How Software Engineer and AI newbies can collaborate together
Cinnamon AI
Cinnamon AI provides an AI platform for enterprises to utilize unstructured data.
Software engineering (SE) and Artificial Intelligence (AI) are the two fields of computer science. From the perspective of SE, there are many valuable edges of collaborating with AI newbies, including an excellent opportunity to improve coaching skills, sharing knowledge between departments, and learning from young, aspiring engineers. They are together toward common goals, such as productizing AI research for client usage, improving development workflow in future projects, through experience gained from existing ones. The work in this blog discusses problems and suggested solutions between a senior SE and AI newbies, and various techniques evolved while collaborating in Rossa Voice project.
AI models aren’t appropriately packaged for integration.
To integrate an AI model into a product, it is required to be packaged under a given standard. However, since AI newbies are generally only familiar with researching, packaging is a foreign concept to them. The SE will then step in to walk them through the integration process: help reorganize the codebase, write scripts to wrap the AI models, provide metadata required for packaging, etc.
Solution: ?Introduce AI newbies to the packaging process and tools to automate the process
Source code for AI models is usually untested since automation testing is an unfamiliar concept to AIR.
In general, a newbie feels satisfied when their code executes successfully, neglects thinking about what to do in uncommon situations, edge cases, or when an error happens, leading to the lack of test cases in their source code. Sometimes, they might find the idea of testing a hassle and try to avoid it. It might not be a problem in earlier phases when everything is still straightforward, but after the project has grown to a decent size, human testing will be a nightmare for whoever has to do it. To avoid such a situation, the SE will intervene early to help build test cases and apply automation tools, i.e: CircleCI, which helps the newbie realize that: It’s necessary and pain-free. Then they can do it by themselves in later projects.
Solution: ?Provide example test cases and guidance on testing
Debugging issues
This one is relatively easy because it is common. Software is never without bugs; we all know that. We resolve this by logging often so that when it shows a log message or an expected log message doesn’t appear, we immediately know which part is behaving incorrectly. The next step is simple since we have acquired the necessary information: Transferring to the corresponding stakeholder to resolve the issue, then updating the system. For example, if the bug appeared in AI models, the AIR will resolve it; if it appears in integration code, the SE will handle it.

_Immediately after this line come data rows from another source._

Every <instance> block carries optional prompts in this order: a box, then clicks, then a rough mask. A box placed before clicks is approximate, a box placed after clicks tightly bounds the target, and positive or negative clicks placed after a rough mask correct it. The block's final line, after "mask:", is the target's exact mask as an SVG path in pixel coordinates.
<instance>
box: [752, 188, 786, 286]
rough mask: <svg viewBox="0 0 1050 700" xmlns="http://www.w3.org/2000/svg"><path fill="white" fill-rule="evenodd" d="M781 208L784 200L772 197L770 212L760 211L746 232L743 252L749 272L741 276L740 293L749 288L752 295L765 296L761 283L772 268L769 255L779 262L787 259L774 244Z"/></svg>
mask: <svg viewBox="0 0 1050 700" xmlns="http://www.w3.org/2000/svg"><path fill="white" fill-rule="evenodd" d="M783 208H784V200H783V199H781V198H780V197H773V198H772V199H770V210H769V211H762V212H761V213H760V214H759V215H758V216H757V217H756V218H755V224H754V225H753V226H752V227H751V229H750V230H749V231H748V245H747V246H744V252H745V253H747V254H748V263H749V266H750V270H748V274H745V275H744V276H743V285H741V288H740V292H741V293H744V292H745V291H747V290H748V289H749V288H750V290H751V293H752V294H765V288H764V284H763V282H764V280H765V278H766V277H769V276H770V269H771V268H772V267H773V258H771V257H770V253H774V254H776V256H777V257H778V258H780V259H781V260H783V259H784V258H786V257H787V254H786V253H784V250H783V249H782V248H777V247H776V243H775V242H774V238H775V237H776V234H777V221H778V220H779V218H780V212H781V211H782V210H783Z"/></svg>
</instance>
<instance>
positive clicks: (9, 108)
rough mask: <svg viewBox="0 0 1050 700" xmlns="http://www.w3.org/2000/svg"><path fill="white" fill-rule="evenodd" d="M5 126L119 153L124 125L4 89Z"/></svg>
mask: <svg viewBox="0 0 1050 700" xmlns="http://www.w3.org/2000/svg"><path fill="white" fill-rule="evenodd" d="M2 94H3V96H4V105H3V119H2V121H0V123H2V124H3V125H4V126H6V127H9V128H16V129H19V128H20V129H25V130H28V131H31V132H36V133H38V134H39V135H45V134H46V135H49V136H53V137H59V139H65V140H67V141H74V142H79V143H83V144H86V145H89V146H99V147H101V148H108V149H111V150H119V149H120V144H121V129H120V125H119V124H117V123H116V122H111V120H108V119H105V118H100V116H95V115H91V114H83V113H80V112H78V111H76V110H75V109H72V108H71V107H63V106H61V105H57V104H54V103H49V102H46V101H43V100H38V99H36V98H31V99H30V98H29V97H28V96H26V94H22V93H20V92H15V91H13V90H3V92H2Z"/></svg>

Solution: Inspecting and transferring to the appropriate party
The ultimate goal is to deliver products that satisfy the client’s needs. However, due to the difference in expertise, some gaps need to be narrowed down to work effectively. In turn, the knowledge and experience gained from current projects can be applied to future ones for a smoother workflow, less friction, creating better products. In addition, we develop a culture of working with teamwork and collaboration and create a friendly technological environment.